Descrição
(…) gostaria de saber se já ouviu falar da Documenta de Kassel. Tinha ouvido falar, e muito, disse eu. E mais, alguns amigos, nos anos setenta, tinham regressado de lá transformados, depois de terem visto obras de vanguarda prodigiosas. De facto, Kassel era, por esse e outros motivos, todo um mito dos meus anos de juventude, um mito não destruído; era o mito da minha geração, e também, se não me equivocava, das gerações que se seguiram à minha, pois todos os cinco anos se concentravam ali obras de ruptura. Por trás do mito de Kassel, acabei por lhe dizer, estava o mito das vanguardas.

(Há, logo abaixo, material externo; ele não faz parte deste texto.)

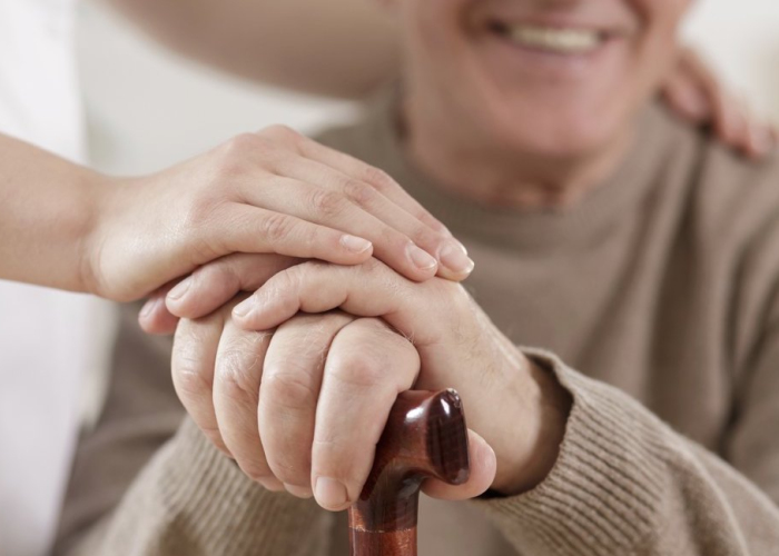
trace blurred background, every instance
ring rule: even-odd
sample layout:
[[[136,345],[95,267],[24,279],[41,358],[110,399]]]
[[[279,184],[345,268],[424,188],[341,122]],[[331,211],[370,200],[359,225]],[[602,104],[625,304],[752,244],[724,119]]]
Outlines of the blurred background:
[[[183,60],[100,2],[83,2],[78,24],[91,159],[106,171],[161,169],[270,123],[307,131],[348,117],[348,103],[246,85]],[[698,0],[684,34],[750,106],[779,121],[777,0]]]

Pois ela tinha o encargo, (…) de me convidar a participar na Documenta 13. (…) não me tinha propriamente mentido quando me falara de uma proposta irresistível. Sentia-me feliz por aquela proposta, mas contive o entusiasmo. Esperei uns segundos para perguntar o que se esperava de um escritor como eu numa exposição de arte como aquela. Que se soubesse, acrescentei, os escritores não iam a Kassel. E os pássaros não vão morrer ao Peru, disse Boston, demonstrando ser muito ágil a responder. Uma boa frase mcguffin, pensei eu. Seguiu-se um breve, intenso silêncio, que ela quebrou. Tinham-na encarregado de me pedir que em finais do Verão de 2012, ao longo de três semanas, passasse todas as manhãs no restaurante chinês Dschingis Khan, nas aforas de Kassel.
– Chings quê?
– Dschingis Khan.
– Num chinês?
– Sim. A escrever à vista do público.